Secular trends in cardiovascular disease mortality, incidence, and case fatality rates in adults in the United States

Ahmet Ergin, Paul Muntner, Roger Sherwin, Jiang He
American Journal of Medicine 2004 August 15, 117 (4): 219-27

PURPOSE: To assess the effects of changes in cardiovascular disease incidence and case fatality rates on secular trends in mortality in the U.S. population between 1971-1982 and 1982-1992.

METHODS: Using data from the first National Health and Nutrition Examination Survey Epidemiologic Follow-up Study, two cohorts (10,869 subjects in the 1971-1982 cohort and 9774 in the 1982-1992 cohort) of participants aged 35 to 74 years were created. Baseline medical history questionnaires were administered in 1971-1975 and 1982-1984, with follow-up interviews, hospital record reviews, and death certificate searches conducted in 1982-1984, 1986, 1987, and 1992.
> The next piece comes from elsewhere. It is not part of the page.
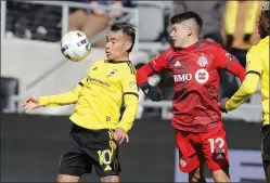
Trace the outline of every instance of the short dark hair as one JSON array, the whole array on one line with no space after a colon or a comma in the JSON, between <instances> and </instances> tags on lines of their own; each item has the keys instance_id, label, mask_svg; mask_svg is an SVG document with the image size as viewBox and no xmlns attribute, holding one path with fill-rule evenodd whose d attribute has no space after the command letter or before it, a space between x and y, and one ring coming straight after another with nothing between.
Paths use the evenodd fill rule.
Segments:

RESULTS: Between 1971-1982 and 1982-1992, age-standardized cardiovascular disease mortality declined from 79.1 (95% confidence interval [CI]: 75.2 to 83.0) to 53.0 (95% CI: 49.5 to 56.5) per 10,000 person-years, while cardiovascular disease incidence rates decreased from 293.5 (95% CI: 284.5 to 302.4) to 225.1 (95% CI: 216.6 to 233.5) per 10,000 person-years. The 28-day case fatality rate for cardiovascular disease declined from 15.7% (95% CI: 14.5% to 16.8%) to 11.7% (95% CI: 10.3% to 13.0%). After adjustment for age, sex, and race, rates were 31% lower for cardiovascular disease mortality, 21% lower for incidence, and 28% lower for 28-day case fatality in the 1982-1992 cohort than in the 1971-1982 cohort (each P <0.001).

CONCLUSION: The decrease in cardiovascular disease mortality between 1971-1982 and 1982-1992 was due to declines in both the incidence and case fatality rates in this national sample. These findings suggest that both primary and secondary prevention and treatment contributed to the decline in cardiovascular disease mortality in the United States.